Dhaka: Food adviser of the interim cabinet in emergency-ruled Bangladesh today said some 2.5 million people remained beyond food safety nets while a "hidden hunger" was on the rise because of soaring price and production shortfall.
"I will not call it a silent famine (as some analysts said) but a hidden hunger is on the rise," adviser Shawkat Ali told a press conference here.
He said despite expansion of government programmes to sale food at subsidized rate and Vulnerable Group Feeding (VGF), 25 lakh people of the country's estimated 144 million population remained completely out of "safety nets" of any kind while soaring food price exposed low and middle-income people to extreme miseries.
"This type of hidden hunger has been noticed in the past too, but its magnitude and scale have been exacerbated, you might say," the adviser said.
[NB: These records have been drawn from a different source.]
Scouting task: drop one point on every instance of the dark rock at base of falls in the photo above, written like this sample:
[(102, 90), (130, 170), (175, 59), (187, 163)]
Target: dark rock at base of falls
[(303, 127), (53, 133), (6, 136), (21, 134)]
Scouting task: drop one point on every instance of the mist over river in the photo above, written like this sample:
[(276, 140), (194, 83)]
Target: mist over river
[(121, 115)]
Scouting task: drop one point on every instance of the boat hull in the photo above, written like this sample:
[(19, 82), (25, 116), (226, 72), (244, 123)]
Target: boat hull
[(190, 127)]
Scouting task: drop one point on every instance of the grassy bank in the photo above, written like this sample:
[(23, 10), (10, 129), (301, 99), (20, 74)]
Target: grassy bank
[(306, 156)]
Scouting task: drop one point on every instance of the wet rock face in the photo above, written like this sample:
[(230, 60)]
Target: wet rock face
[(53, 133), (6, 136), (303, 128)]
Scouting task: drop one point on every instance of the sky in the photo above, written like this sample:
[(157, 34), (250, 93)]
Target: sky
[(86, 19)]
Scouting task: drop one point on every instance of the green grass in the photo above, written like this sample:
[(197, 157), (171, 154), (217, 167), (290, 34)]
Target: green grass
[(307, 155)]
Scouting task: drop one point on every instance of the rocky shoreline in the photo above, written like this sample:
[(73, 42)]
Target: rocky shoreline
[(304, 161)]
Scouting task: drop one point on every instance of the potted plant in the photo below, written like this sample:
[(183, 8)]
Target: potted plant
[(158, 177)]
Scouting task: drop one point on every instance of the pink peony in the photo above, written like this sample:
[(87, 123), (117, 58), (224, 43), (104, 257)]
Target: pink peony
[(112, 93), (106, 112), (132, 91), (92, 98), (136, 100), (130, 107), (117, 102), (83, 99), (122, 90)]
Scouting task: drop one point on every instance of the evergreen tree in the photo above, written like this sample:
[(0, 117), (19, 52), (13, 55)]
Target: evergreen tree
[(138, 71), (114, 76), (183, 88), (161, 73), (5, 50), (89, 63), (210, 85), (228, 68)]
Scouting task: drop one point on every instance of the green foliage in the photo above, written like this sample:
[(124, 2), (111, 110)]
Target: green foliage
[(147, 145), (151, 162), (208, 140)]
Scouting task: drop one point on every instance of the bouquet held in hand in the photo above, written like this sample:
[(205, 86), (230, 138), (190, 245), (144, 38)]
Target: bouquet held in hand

Ali's comments came days after a former minister warned of a "silent famine" in the country, where 40 per cent of the population live on a dollar a day and millions are still recovering from last year's disasters.
Ali said as part of the government efforts to intensify import drives and control price spiral, an agreement for importing four lakh tonnes of rice would be executed by in New Delhi by tomorrow with four rice exporting firms in India.
He said rice has also already started arriving from traders in West Bengal under an agreement for import of one lakh tonnes of rice.
Another agreement has been signed with a private firm for importing 50,000 tonnes of rice at the rate of USD 397 per tonne.